Starting point is 00:22:25 Every step the assistant takes is visible so you can refine, redirect, or take over at any time. You stay in the driver's seat as the creative director. Adobe Firefly AI assistant now in public beta. See it today at firefly.adobie.com. I want to talk a little bit more about this kind of internal case study that you've had of asking your board members, you know, some heavy hitters there, you know, to essentially use AI, you know, as part of their day to day, using it as a thought partner. A year in, I think what have you learned? I mean, you gave us some great stats there. I love that in terms of, you know, 93%, I think you said, 90%.
Starting point is 00:23:10 So what have you learned and how have even these people's mindsets on AI in large language models to be a high-level thinking partner? How has that changed after a year? Yeah, I don't know. You know, I don't know how my board thinks about it specifically. It's a great question. How I think about it. And I think in general, I think what happens is we go through this sort of, you know, this shift from, yeah,
Starting point is 00:23:34 Is this useful or is it going to hallucinate or does it really work to, oh, it's actually, first of all, I think we get to this point where we realize it's pretty easy to interact with AI. And it's getting easier with voice and sort of talking to AI. I think that is another unlock, by the way. Get AI on your phone and start, you know, obviously GPT4, the iOS app's got, you know, conversations with AI or talk to AI. That's another kind of breakthrough because it feels more natural for people to talk to AI.

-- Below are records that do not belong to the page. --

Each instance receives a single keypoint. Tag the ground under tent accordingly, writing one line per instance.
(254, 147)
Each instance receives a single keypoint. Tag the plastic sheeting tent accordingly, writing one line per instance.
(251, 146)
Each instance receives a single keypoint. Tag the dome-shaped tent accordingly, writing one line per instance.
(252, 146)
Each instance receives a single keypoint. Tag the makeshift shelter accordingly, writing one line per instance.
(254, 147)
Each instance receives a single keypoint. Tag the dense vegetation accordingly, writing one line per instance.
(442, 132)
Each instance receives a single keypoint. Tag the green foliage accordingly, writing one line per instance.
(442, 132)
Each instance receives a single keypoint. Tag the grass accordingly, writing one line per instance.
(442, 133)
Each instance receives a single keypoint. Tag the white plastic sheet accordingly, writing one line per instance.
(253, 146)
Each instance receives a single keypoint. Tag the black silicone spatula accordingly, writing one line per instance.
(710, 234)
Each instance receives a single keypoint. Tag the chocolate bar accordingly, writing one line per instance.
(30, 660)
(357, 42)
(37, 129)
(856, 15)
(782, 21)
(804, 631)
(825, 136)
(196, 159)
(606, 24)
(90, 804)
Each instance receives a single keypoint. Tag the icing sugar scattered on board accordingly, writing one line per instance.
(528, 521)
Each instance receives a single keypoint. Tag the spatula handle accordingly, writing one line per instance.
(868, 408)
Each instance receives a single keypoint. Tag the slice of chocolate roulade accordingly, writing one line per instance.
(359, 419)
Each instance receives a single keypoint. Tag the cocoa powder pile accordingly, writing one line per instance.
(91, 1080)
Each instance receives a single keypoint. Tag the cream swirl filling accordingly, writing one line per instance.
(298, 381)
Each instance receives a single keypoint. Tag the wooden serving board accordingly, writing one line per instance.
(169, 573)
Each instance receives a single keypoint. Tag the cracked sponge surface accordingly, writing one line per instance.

Starting point is 00:24:03 particularly when you think about that thought partner use case. But I think we go through this kind of like transition of, oh, it's kind of, it's pretty easy to, kind of natural to interact with it. And then this idea if I can add my data. So now we're talking about my stuff, right, in conjunction with the AI. And then I think we realize, oh, there's a moment where I got some pretty good advice. It did summarize that document well. And it not just summarized it well, but highlighted a couple things that I didn't think about.
Starting point is 00:24:29 And I think that's the moment we all have to get to where we know it can summarize. We know it can draft. We know it can kind of do a good job with language-based tasks. But how about language-based thinking? And when you see it sort of identify something you hadn't thought about or highlight a risk or call out a number that is maybe, again, a metric that you hadn't considered, things like that. I think that's kind of the unlock where you realize, okay, there's something here for me. Yeah, I'm a human.
Starting point is 00:24:55 I know my shit. But, you know, I don't know at all, right? And maybe this AI can just be this sort of, yeah, this companion. kind of cover my bases. Because in those kinds of conversations, those kinds of meetings, you know, you're meeting with an investor, you're meeting with your bank or whatever, you're trying to get a loan. You know, ask your, ask your AI to pretend to be, you know, the loan officer at the bank kind of idea and the kind of questions that person's going to ask. So I just think it's, again, we all have blind spots and the faster we expose those blind spots and move through
Starting point is 00:25:25 them and make better decisions, you know, I think that, you know, we're all better off. So, yeah, it can take a while. But when you get that first insight, when you see AI tell you something you hadn't thought of, I think you're like, okay, you know, it's kind of a light bulb moment. You know, one thing that I always think about and, you know, I talked about a couple times on the show before is, you know, especially when it comes to like, oh, can AI do your job, your CEO's job? Or can AI really do this, this task better than someone that's been doing it for 20 years? Number one, the answer is yes, probably. But I think a lot of people, CEOs, C-suite leaders, decision makers think of AI as this almost tech. implementation piece. I don't think that's it. I think it's actually change management,
Starting point is 00:26:06 right? Because I think historically for decades, business leaders have been rewarded for what they do with their own knowledge, with their own domain expertise. But that's what large language models are good at. So what would you say to a CEO that is maybe they're hearing this and maybe they're inspired, but they're still struggling because they're like, no, a large language model can't do this. I got rewarded. I'm where I'm at today as a CEO because of how smart I am. What would you say to them? Yeah, what I'd say is, first of all, as we already talked about, get hands on yourself. If you can't, you know, you can't really appreciate, I think, the opportunities or the potential
Starting point is 00:26:42 unless you get hands on yourself. So get hands on yourself. That's the first thing. Second thing is, you know, assign the task to someone, a head of AI, the person who raises, you know, the smart kid in the office that raises their hand and says, listen, I want to be the one to figure out AI. Find someone, probably not a technical person. I don't think the head of AI, by the way, should be the technologists.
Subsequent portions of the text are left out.